Of the more than 30,000 new grocery store products introduced in the United States each year, less than 20 percent succeed. Business consultants Bob and Jean McMath have spent decades collecting both the successes and the failures.
At first they collected the samples for clients from other countries who were interested in new product development in the United States. And then they just could not stop.
The result is a collection of more than 70,000 products that have been marketed in the United States since the late 1960s. Bob McMath says the display, housed in an old car showroom in Ann Arbor, Michigan, is a lesson in marketing. "You've got some very common reasons why products fail," he said. "It can be taste. It can be price. It can be advertising, the graphics on the package, even the color on the package."
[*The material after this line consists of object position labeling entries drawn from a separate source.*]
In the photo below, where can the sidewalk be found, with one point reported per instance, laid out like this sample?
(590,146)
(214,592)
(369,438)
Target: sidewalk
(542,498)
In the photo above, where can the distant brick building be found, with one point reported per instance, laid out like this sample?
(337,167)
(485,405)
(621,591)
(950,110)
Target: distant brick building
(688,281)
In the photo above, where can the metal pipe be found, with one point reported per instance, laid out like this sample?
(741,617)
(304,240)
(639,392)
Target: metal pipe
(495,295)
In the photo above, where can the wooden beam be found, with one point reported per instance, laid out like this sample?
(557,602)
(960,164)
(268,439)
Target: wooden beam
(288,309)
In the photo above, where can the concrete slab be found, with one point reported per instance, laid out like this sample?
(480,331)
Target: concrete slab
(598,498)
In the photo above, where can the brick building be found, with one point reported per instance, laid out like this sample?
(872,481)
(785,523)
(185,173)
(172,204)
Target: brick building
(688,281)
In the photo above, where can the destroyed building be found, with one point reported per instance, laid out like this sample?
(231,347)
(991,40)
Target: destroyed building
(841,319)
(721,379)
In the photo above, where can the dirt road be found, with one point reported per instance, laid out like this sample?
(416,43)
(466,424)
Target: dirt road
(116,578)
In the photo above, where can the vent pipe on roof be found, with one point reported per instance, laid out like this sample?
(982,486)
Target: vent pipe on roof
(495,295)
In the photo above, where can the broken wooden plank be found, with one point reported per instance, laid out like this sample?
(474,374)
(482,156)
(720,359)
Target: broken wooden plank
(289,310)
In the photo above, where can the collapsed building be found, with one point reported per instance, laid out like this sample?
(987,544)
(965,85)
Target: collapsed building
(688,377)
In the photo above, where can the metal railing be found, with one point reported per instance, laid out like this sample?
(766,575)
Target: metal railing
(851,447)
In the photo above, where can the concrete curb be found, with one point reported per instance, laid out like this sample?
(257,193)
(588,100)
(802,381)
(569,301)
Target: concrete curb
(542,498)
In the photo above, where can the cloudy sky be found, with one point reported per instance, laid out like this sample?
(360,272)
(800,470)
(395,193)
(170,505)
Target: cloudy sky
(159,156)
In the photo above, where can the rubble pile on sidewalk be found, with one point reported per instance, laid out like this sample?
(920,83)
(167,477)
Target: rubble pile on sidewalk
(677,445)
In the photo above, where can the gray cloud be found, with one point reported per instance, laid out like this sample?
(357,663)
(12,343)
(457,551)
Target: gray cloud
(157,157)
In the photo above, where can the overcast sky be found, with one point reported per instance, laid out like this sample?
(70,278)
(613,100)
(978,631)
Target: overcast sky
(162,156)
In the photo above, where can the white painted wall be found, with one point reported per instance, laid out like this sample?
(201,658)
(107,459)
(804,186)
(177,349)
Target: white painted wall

Take the breakfast snack that was marketed in a black wrapper, for example. That product failed, Mr. McMath says, because the packaging was too depressing. No one wanted to start the day looking at black.
And then there was the creative wrapper Planters Peanuts introduced a few years ago that failed miserably because it looked too much like a container of coffee beans. "People literally took it to the machines in the supermarkets, the coffee grinders, and ground it," he said. "The supermarket managers were irate and said 'Who is going to clean up my machine? Peanuts were just put through my coffee machine!' "
Many products fail because they are too unusual. Everyone was so accustomed to Pepsi Cola's dark brown color, Bob McMath says, that when a colorless version was marketed, no one was interested.
He does not think green mayonnaise is going to succeed for the same reason. "And I don't think chocolate French fries are going to go," said Bob McMath. "I have not found anybody that really wants to even try them."
And then there are those products that manufacturers should have known from the start would never work. Jean McMath's favorite example is "the smokeless cigarette", which only appealed to people who would never buy cigarettes. "It was hard to light and it tasted terrible, and smokers like to be wreathed in smoke," she said. "All the things that smokers like about smoking, this cigarette did not provide except for the nicotine. It was a product that would be wonderful for those who don't like smoking, but there was nothing there for the smoker."
Failures are expensive. Jean McMath says it cost the R.J. Reynolds Tobacco company $325 million to bring the smokeless cigarette to market.